Corpus test
This directory contains tests that verify the integrity, format,
parseability, and catalog functionality of corpus in PyThaiNLP.
Purpose
These tests are separate from regular unit tests because:
- They test actual file loading and parsing (not mocked)
- Downloadable corpus tests require network access and can be slow
- They verify corpus format and structure
- They test corpus catalog download and query functionality
- They should only run when corpus files or corpus code changes
Test categories
Corpus catalog tests (test_catalog.py)
Tests corpus catalog functionality:
- Catalog download from remote server
- Catalog URL and path validation
- Catalog JSON structure verification
- Querying specific corpus details
- Version information validation
Built-in corpus tests (test_builtin_corpus.py)
Tests corpus files that are included in the package:
- Text word lists (negations, stopwords, syllables, words, etc.)
- CSV files (provinces)
- Frequency data (TNC, TTC)
- Name lists (family names, person names)
Downloadable corpus tests (test_downloadable_corpus.py)
Tests corpus files that need to be downloaded:
- OSCAR word frequencies (96MB)
- TNC bigram/trigram frequencies (41MB + 145MB)
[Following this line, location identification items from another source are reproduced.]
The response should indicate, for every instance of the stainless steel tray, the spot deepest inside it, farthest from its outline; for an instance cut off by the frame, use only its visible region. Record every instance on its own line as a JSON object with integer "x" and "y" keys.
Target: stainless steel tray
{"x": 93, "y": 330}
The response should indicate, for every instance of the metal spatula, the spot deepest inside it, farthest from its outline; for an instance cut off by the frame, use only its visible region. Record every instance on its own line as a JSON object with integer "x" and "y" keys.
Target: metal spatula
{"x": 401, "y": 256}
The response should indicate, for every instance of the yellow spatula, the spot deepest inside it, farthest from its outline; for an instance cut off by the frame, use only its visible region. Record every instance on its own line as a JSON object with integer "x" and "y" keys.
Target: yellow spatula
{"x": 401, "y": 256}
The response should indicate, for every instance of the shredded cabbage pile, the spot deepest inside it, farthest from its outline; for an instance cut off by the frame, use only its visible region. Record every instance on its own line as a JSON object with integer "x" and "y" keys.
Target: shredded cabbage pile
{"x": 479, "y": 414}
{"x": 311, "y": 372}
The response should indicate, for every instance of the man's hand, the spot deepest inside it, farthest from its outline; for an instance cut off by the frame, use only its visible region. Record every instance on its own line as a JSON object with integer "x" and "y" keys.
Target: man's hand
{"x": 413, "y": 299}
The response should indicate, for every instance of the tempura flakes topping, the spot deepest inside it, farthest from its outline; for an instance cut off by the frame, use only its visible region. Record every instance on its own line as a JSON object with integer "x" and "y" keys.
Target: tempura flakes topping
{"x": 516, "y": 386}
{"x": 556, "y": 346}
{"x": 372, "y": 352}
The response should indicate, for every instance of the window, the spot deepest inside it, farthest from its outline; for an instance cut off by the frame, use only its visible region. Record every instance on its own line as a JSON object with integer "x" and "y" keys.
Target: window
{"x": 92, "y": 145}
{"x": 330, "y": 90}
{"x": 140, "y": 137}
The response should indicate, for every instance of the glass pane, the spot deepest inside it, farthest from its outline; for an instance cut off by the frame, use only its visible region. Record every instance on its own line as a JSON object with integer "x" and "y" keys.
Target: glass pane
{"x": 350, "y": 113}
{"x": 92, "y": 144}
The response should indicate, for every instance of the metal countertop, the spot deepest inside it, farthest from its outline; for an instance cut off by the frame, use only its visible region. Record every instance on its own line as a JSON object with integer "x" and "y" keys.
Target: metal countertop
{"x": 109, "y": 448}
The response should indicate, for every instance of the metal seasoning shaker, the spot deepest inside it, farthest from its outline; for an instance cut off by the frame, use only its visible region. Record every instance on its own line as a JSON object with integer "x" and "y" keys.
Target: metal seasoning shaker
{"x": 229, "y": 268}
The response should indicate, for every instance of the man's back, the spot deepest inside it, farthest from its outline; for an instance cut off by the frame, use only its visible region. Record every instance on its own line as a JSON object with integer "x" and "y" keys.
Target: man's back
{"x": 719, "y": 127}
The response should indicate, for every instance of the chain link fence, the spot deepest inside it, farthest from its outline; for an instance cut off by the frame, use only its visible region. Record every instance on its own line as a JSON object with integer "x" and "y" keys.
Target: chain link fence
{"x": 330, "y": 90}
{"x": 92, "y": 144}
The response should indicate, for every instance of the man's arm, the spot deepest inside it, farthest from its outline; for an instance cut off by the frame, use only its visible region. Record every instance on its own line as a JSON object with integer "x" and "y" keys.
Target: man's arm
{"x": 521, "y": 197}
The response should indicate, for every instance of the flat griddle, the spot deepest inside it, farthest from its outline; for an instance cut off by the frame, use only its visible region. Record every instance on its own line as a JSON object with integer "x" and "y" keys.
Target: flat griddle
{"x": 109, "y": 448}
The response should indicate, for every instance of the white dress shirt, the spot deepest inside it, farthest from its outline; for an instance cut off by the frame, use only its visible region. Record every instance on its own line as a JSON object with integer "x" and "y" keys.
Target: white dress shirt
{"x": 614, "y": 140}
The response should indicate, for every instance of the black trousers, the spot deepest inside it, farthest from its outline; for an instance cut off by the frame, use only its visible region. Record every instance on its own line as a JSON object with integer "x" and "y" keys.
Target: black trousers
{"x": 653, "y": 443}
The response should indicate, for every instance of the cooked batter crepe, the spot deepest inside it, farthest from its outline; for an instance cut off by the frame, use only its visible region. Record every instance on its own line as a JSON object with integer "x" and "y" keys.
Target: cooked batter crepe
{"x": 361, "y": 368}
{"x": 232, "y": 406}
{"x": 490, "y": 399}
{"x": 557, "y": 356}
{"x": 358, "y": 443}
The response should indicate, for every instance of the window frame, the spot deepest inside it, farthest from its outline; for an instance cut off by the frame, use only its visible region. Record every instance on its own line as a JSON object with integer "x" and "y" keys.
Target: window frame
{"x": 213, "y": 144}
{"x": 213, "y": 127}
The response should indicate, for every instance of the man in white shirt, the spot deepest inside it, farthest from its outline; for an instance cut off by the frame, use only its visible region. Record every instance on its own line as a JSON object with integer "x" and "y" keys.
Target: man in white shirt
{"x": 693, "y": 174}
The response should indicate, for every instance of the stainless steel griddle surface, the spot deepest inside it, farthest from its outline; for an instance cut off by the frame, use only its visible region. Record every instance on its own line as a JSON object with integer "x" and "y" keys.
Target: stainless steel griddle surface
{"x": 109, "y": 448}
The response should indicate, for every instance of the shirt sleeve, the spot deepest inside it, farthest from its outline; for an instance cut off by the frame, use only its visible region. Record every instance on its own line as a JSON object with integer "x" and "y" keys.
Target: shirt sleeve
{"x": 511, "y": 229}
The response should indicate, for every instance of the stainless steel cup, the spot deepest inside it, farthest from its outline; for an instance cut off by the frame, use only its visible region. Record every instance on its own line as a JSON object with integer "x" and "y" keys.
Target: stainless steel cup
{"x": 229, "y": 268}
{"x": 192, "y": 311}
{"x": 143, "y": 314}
This test will take longer time than others due to
size of the downloads.
Running tests
Run all corpus tests:
python -m unittest discover -s tests/corpus -v
Run only catalog tests:
python -m unittest tests.corpus.test_catalog -v
Run only built-in corpus tests:
python -m unittest tests.corpus.test_builtin_corpus -v
Run only downloadable corpus tests:
python -m unittest tests.corpus.test_downloadable_corpus -v
CI integration
The corpus test runs automatically via
GitHub Actions workflow (.github/workflows/corpus.yml) when:
- Changes are made to
pythainlp/corpus/**
- Changes are made to
tests/corpus/**
- The workflow file itself is modified
What is tested
Each test verifies:
- Loadability: File can be loaded without errors
- Type correctness: Returns expected data type
(frozenset, list, dict)
- Non-empty: Contains actual data
- Format validity: Data structure matches expected format
- Content validity: Contains expected content
(e.g., Thai characters)
- Catalog functionality: Catalog can be downloaded
and queried correctly
Adding new tests
When adding a new corpus file or function to pythainlp.corpus:
- Add a test to
test_builtin_corpus.py if it’s included in the package
- Add a test to
test_downloadable_corpus.py if it requires download
- Add a test to
test_catalog.py if it involves catalog operations
- Verify the test catches format errors by temporarily breaking the corpus
Relationship to unit tests
- Unit tests (
tests/core/test_corpus.py):
Use mocks for speed, test code logic
- Corpus test (this directory):
Use real data, test file integrity and catalog
Both test suites are important and complementary.